Tariff Signals a Window of Opportunity: A Moment of Reflection for Uttar Pradesh’s Exporters

Hasan Yaqoob: Public Policy Strategist | Co-Chairman, ASSOCHAM Uttar Pradesh

Lucknow: The announcement by the United States to impose a 25% tariff on certain imports from India, effective from August 1, 2025, is undoubtedly a significant development from a trade perspective.

Uttar Pradesh, which has made remarkable progress in recent years in the fields of exports, industrial output, and investment, is likely to feel the direct impact of this global policy shift. Sectors that are relatively more dependent on the American market—such as handicrafts, textiles, leather, ready-made garments, and pharmaceuticals—require a measured and strategic policy response.

Key Export Sectors of Uttar Pradesh and Potential Impact:-

In 2024, Uttar Pradesh exported goods worth approximately ₹18,000 crore (USD 2.2 billion) to the United States. Estimated contributions include:
• Rs 4,500 crore (25%) from textiles and ready-made garments
• Rs 3,200 crore (18%) from the carpet industry
• Rs 2,600 crore (15%) from handicrafts and metalware (notably from Moradabad)
• Rs 1,800 crore (10%) from the leather and footwear sector
• Rs 1,500 crore (8%) from pharmaceuticals and healthcare products

With these products now facing an additional 25% duty, American importers are unlikely to absorb the higher costs. Experts estimate that in the coming two quarters, total exports from Uttar Pradesh to the U.S. could decline by 12% to 18%.

This could translate to deferred or diverted export orders worth ₹2,000 to ₹3,200 crore, potentially being redirected to competing countries such as Bangladesh, Vietnam, and Turkey.

Micro and Long-Term Effects:

The MSME sector, which contributes nearly 80% of Uttar Pradesh’s total exports, may be the first to feel the pinch.

Cities such as Lucknow, Moradabad, Varanasi, Bhadohi, and Agra collectively host more than 25,000 export units, with an estimated 25–30% either directly or indirectly dependent on American orders.

If the tariff regime persists for an extended period, short-term job uncertainty may arise for around 50,000 to 70,000 workers.

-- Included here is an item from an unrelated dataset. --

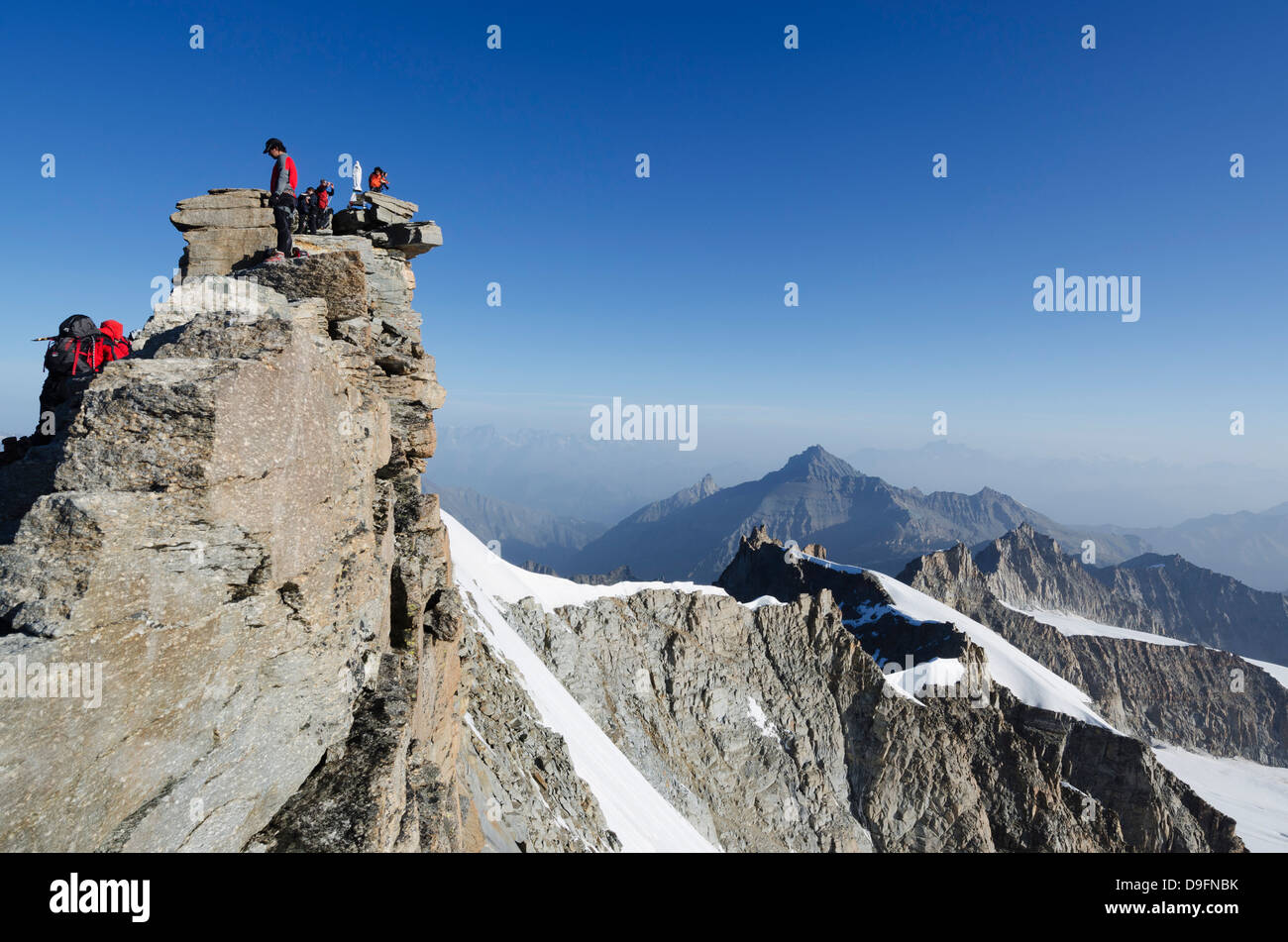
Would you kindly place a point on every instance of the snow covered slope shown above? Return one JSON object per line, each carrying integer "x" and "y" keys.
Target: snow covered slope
{"x": 1077, "y": 624}
{"x": 642, "y": 818}
{"x": 1254, "y": 795}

Recognizing Opportunity in Maturity:

1. Exploring New Markets
In 2024, India’s exports to the Middle East and Latin America grew at an impressive rate of 18%. Products from Uttar Pradesh have been gaining popularity in these regions. The current tariff scenario is a signal to reduce overdependence on the U.S. and diversify into emerging markets.

2. Product Innovation and Branding
When the cost of a product rises, repositioning it into the premium segment can be a viable strategy. Uttar Pradesh’s GI-tagged products can still thrive despite tariffs if they are marketed as luxury gifts, heritage crafts, or exclusive brand offerings.

3. Policy Support and Collaboration
This moment offers the state government a vital opportunity to extend interest subsidies, market expansion grants, and logistical support to exporters. These measures could ease their transition into newer, less price-sensitive markets.

The Road Ahead: A Shift in Perspective from Challenge to Transformation :-

There is no doubt that this tariff presents a trade challenge. But global commerce has long been shaped by tariff tensions and policy maneuvering. The real question is how we respond—what strategies we adopt and how we reposition ourselves.

With its rich artisanal tradition and industrial capabilities, Uttar Pradesh has the potential to convert this disruption into a trade transformation. With the right policy interventions and business strategies, this 25% tariff could become a turning point—propelling Uttar Pradesh to a more diversified, competitive, and self-reliant future in global trade.